A moção de censura, que vem sendo debatida há três dias, foi apresentada por 85 parlamentares do Partido Socialista Pan-helênico (PASOK), da Coalizão da Esquerda Radical (SYRIZA), da Nova Esquerda e do Curso da Liberdade.
A votação foi de 157 votos contra e 136 a favor. A iniciativa tinha poucas chances de sucesso, já que o partido governista Nova Democracia tem 156 assentos no parlamento grego de 300 lugares.
Mitsotakis reconheceu que o acidente foi "o momento mais difícil" de sua carreira política e disse que o que aconteceu em Tempe foi "uma falha do aparato estatal". "Assumi a responsabilidade política que era minha desde o início", disse ele.
Ele também acusou o líder do PASOK, Nikos Androulakis, de apresentar uma moção de censura sem "uma alternativa", descrevendo a oposição como uma "aliança heterogênea de niilistas". "Nenhum plano, nenhuma alternativa, nem mesmo para os trens", enfatizou, de acordo com o jornal grego 'Kathimerini'.
"O primeiro-ministro foi eleito porque os cidadãos gregos votaram nele e esse partido tem maioria parlamentar. Até as próximas eleições, este governo terá a maioria que os cidadãos lhe deram nas eleições anteriores, quer eles gostem ou não", acrescentou.
Mitsotakis também se manifestou a favor da reforma do artigo 86 da constituição - que concede imunidade aos políticos - durante um debate acalorado que foi interrompido quando um grupo de manifestantes jogou cédulas da galeria superior pedindo a renúncia do primeiro-ministro.
Androulakis disse que "há uma deterioração na qualidade da democracia" na Grécia. "Isso vem ocorrendo há vários anos. É preciso mudar", enfatizou, acrescentando que o governo "bombardeia o povo com mentiras" para esconder sua responsabilidade pelo acidente.
PELO MENOS 61 PRISÕES
Fora do parlamento, milhares de manifestantes se reuniram na Praça Syntagma. Embora os protestos tenham sido inicialmente pacíficos, a situação piorou com o passar das horas e cenas violentas foram testemunhadas.

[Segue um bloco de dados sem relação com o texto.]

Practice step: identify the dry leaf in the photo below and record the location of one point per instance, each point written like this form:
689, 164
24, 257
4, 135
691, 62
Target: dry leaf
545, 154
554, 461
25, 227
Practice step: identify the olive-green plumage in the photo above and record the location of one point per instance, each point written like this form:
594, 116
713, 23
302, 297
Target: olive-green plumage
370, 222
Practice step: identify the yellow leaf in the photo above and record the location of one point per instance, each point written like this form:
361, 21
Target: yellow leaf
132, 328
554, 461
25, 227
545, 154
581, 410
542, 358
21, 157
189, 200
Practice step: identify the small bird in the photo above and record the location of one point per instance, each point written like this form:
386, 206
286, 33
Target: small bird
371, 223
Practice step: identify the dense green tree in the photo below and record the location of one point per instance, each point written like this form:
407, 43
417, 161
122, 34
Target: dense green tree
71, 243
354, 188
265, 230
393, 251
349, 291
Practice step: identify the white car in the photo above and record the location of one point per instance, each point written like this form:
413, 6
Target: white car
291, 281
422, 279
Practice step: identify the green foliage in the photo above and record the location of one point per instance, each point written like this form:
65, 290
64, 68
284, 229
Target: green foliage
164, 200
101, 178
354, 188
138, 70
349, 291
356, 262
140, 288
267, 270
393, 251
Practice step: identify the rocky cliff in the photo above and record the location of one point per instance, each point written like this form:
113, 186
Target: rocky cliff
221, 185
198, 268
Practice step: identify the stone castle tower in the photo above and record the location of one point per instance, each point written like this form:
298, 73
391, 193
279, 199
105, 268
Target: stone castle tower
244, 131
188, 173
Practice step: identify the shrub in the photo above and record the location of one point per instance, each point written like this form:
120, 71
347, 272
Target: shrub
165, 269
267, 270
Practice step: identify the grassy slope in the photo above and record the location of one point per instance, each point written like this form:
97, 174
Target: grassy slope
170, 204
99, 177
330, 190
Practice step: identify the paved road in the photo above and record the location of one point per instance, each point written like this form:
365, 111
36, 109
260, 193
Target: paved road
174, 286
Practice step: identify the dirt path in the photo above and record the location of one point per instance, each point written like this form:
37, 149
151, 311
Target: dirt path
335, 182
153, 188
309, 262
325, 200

Os policiais, que efetuaram 61 detenções no total, das quais sete se transformaram em prisões, tentaram dispersar a multidão em meio a uma batalha campal entre o lançamento constante de foguetes, bombas de fumaça e pedras, de acordo com o jornal grego 'Ta Nea'.
Por sua vez, a polícia informou em um comunicado que, pouco depois das 22 horas locais, "um grupo de indivíduos com o rosto coberto, enquanto a multidão não se retirava, lançou dois ataques sucessivos atirando bolas de gude, sinalizadores e coquetéis molotov contra os esquadrões da paz".
"As forças policiais repeliram os agressores com movimentos táticos, sem usar outros meios, até que a evacuação da maioria da multidão fosse garantida".
O acidente, que ocorreu quando o trem de passageiros estava percorrendo a distância entre Atenas e Tessalônica com 350 passageiros a bordo, provocou inúmeros protestos nos últimos meses contra o que muitos consideraram o resultado de décadas de negligência com o setor.
Desde então, os sobreviventes e parentes das vítimas alegam que os políticos, que não podem ser acusados e só podem ser investigados pelo parlamento, estão se escondendo atrás da proteção concedida a eles pela lei grega, em vez de "assumir a responsabilidade" pela falta de sistemas de segurança adequados.